Saturday 8 December 2018

It is always my body first

Remembering the times
Some 18 months ago, I attended a neurocognitive clinic out of concern for a long-term condition along with the possible long-term effects of the medication I was on. Now, I know from research that many barely tolerate this medication, whilst I have adjusted well to it over my 8 years of using it.
In the past two years too, the consultants have been incessantly persuading me to consider switching to newer lines of medication with lesser presumably lesser side effects and more efficacy. Beneath that concern for me was cost, for years ago, I had been switched to a generic and more affordable medication, which is prophylactic towards a recurring condition I have not been able to shake off.
Change your medicine
The HAND test suggested I had folic acid deficiency anaemia, the readings of which since then have fluctuated between satisfactory and concerning, it is best boosted through diet, but there might be a need for a booster shot at my doctor’s. That need has not yet arisen.
Eventually, I relented choosing from 4 drug options one that would not change my pill burden thus resulting in changing my lifestyle and other routines for a frequent traveller consultant. The only benefit that came with this medication was I could take it with meals.
Beginning in the second week of October, I was given a two-month prescription for review in two weeks. I opened a diary for a daily record of how I felt using the medication and in the 17 days to the first review, I probably had one happy day.
Days of avoidable horror
Unexplained aches in my joints and head, excessive flatulence, constipation and insomnia were the recurrent events. Two rather vivid dreams killed every prospect of catching any sleep for the nights that had those nightmares, it was beginning to affect my productivity at work.
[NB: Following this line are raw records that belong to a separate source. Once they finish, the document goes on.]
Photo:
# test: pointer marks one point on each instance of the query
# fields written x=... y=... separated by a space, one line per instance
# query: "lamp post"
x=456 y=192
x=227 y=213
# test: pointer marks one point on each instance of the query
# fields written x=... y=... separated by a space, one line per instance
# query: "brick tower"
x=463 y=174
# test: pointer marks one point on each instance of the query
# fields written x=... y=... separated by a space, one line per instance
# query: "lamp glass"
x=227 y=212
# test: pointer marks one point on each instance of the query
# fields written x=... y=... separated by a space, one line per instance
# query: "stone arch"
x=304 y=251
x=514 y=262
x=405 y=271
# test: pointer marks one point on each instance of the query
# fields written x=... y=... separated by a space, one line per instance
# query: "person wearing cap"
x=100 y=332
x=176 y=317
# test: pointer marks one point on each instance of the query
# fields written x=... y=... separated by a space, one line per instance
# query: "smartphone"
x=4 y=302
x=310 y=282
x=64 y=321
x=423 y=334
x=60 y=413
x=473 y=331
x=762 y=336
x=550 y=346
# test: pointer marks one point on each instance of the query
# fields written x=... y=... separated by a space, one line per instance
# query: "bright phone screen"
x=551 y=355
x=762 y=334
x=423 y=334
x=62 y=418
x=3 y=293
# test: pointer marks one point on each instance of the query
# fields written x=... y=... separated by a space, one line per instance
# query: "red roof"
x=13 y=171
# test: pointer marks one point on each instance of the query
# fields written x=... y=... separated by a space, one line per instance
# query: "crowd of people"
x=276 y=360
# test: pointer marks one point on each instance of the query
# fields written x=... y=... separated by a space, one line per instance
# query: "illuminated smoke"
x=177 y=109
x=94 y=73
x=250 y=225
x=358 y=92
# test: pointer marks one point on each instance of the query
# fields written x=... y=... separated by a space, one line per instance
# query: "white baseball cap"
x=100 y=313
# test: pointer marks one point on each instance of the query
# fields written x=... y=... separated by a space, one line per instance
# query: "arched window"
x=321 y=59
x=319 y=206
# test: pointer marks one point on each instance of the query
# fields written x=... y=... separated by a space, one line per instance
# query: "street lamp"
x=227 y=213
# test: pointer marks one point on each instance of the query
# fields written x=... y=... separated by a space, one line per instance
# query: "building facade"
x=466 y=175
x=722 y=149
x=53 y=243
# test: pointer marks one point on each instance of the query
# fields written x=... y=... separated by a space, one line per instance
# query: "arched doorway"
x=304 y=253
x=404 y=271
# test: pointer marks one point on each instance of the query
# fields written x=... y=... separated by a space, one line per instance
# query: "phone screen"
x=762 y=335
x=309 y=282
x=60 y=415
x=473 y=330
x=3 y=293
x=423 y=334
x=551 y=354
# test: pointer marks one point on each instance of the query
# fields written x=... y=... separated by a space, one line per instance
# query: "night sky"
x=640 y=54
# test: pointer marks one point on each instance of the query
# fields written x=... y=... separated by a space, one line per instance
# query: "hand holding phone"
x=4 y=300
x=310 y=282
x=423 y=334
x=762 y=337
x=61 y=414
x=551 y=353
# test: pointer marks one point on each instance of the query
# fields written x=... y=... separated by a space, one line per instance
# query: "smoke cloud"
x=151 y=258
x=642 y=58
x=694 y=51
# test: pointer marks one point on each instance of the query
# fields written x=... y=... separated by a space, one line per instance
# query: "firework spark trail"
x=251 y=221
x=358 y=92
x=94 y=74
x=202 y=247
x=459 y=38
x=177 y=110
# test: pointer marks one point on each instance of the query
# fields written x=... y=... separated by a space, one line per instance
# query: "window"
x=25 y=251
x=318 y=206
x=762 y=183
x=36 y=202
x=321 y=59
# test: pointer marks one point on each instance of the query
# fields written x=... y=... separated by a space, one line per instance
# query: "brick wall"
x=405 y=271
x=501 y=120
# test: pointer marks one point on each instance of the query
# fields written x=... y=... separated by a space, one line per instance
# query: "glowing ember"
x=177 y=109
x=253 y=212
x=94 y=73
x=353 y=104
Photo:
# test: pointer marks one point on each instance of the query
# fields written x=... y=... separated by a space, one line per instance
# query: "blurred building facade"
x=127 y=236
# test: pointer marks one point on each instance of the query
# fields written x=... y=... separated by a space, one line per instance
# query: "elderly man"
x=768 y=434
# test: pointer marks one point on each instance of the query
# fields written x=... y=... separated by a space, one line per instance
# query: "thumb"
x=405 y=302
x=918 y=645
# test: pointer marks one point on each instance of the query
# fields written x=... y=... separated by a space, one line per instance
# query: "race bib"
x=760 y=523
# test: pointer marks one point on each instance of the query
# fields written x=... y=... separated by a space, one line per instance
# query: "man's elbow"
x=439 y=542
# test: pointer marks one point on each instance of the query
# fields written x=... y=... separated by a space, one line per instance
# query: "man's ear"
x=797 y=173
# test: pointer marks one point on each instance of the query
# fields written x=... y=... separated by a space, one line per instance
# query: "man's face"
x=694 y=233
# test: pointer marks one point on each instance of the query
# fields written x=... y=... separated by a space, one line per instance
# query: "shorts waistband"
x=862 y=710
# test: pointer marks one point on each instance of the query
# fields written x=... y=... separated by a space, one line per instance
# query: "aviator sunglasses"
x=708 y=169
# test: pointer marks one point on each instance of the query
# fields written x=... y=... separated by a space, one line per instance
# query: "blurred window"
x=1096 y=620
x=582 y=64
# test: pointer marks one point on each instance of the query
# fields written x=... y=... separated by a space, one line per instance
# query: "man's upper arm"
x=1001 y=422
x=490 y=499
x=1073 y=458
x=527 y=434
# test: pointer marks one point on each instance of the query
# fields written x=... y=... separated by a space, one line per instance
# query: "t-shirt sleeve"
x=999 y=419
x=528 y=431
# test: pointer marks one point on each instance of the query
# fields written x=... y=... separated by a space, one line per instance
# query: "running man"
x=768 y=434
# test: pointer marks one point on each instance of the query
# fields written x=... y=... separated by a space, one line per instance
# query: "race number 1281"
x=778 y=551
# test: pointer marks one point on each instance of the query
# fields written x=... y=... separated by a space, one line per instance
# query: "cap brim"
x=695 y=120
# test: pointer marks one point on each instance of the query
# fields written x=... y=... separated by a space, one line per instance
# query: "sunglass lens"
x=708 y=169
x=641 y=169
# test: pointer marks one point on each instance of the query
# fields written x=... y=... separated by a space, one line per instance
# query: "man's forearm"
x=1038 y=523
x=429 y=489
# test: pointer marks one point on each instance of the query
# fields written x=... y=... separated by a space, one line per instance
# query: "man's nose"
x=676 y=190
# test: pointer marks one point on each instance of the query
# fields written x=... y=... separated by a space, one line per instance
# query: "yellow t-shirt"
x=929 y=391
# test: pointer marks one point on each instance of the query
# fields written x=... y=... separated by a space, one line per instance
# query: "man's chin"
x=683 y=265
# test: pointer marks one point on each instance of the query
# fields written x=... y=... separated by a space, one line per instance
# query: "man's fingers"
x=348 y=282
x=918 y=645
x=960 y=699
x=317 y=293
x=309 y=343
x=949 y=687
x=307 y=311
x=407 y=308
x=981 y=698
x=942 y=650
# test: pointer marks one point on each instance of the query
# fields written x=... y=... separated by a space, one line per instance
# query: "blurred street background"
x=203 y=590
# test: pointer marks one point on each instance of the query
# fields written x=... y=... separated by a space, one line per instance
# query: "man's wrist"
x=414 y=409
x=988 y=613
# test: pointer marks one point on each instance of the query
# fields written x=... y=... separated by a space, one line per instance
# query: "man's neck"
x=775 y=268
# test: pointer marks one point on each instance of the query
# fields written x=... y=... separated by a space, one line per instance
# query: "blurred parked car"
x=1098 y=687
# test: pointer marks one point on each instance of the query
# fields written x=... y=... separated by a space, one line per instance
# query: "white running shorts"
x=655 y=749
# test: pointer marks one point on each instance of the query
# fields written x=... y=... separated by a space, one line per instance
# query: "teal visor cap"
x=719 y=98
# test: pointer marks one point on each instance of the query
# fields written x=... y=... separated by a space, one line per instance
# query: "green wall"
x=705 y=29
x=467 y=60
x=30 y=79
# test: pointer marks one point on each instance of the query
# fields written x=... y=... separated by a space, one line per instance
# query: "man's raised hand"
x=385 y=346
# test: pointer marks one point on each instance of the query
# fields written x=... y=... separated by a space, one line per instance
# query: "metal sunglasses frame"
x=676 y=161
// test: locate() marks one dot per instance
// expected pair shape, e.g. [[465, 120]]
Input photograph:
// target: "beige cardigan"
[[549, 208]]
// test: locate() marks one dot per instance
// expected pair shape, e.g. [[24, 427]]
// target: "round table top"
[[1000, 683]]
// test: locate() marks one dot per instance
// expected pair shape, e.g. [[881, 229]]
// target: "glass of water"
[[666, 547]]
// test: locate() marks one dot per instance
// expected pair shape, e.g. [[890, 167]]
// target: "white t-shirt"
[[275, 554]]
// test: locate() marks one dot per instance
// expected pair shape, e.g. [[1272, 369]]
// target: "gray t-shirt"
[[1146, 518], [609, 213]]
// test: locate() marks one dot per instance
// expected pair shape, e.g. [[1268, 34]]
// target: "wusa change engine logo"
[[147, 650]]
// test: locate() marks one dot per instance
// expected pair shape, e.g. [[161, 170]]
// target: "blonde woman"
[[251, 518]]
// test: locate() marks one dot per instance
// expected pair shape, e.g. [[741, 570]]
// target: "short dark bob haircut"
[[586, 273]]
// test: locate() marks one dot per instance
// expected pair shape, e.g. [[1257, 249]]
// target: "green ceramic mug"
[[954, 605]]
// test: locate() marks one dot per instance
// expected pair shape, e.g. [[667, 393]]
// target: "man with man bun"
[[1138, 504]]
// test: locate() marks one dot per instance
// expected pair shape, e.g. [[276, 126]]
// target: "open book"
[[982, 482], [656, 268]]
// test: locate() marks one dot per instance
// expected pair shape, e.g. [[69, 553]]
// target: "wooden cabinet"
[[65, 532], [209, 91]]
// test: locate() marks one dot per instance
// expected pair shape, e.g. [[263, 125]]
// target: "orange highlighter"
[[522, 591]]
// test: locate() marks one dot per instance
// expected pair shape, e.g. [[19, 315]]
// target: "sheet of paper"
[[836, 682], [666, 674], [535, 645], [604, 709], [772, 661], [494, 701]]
Then I stepped on my weighing scales to note that I was close to my heaviest weight in 6 years.
At the review, I told them that the 17 days was insufficient a timeframe to make the decision to send me off with a 6-month prescription on the new medication, I wanted us to conduct another review in 4 weeks.
The issue of my memory concerns was brought up a few times, much as I had noticed memory lapses, I had created compensatory efforts to mitigate those shortcomings. Besides, if the decision to change my medication was to be predicated on my presumed failing memory, then another HAND test should have been conducted to ascertain from the original if there was a deterioration in cognitive function. That had not been done, and so to my mind, the premise on memory was completely flawed.
Not working for me
I maintained my diary for 44 days and submitted a 44-page documentation of my toleration of the new medication, it was not working for me and I wanted to be put back on my original medication. Recidivism from this new line drugs is recorded in research at over 50%, they are not as tolerated for the self-same side-effects we are told are fewer and more manageable than we find with our original drugs.
When I next spoke with the specialist, she was offering another line of drugs and I was having none of it, not another 7 weeks of being a guinea pig of drug tolerance, with the time from my original medication increasing to a point where it might lose efficacy, or I might have built resistance to it. I remonstrated to a state of distress that I do not intend to be presented prospective drugs à la carte menu to find out what works for me, I already know what has worked for 8 years.
Done with playing guinea pig
That, I believe was enough to convince the specialist to put me back on my old medication until my next consultation in April.
Apart from the first night of use, my old medication has brought back some of my sparkle and banished all those rotten side-effects. For, whilst a doctor might know what is good for you, you alone can know what works for you. Sometimes, you must be as forceful as you can be to have that viewpoint noticed and acted upon for your own benefit.
At the back of your mind, this must be the resounding mantra, “It is my body first before it is your guinea pig.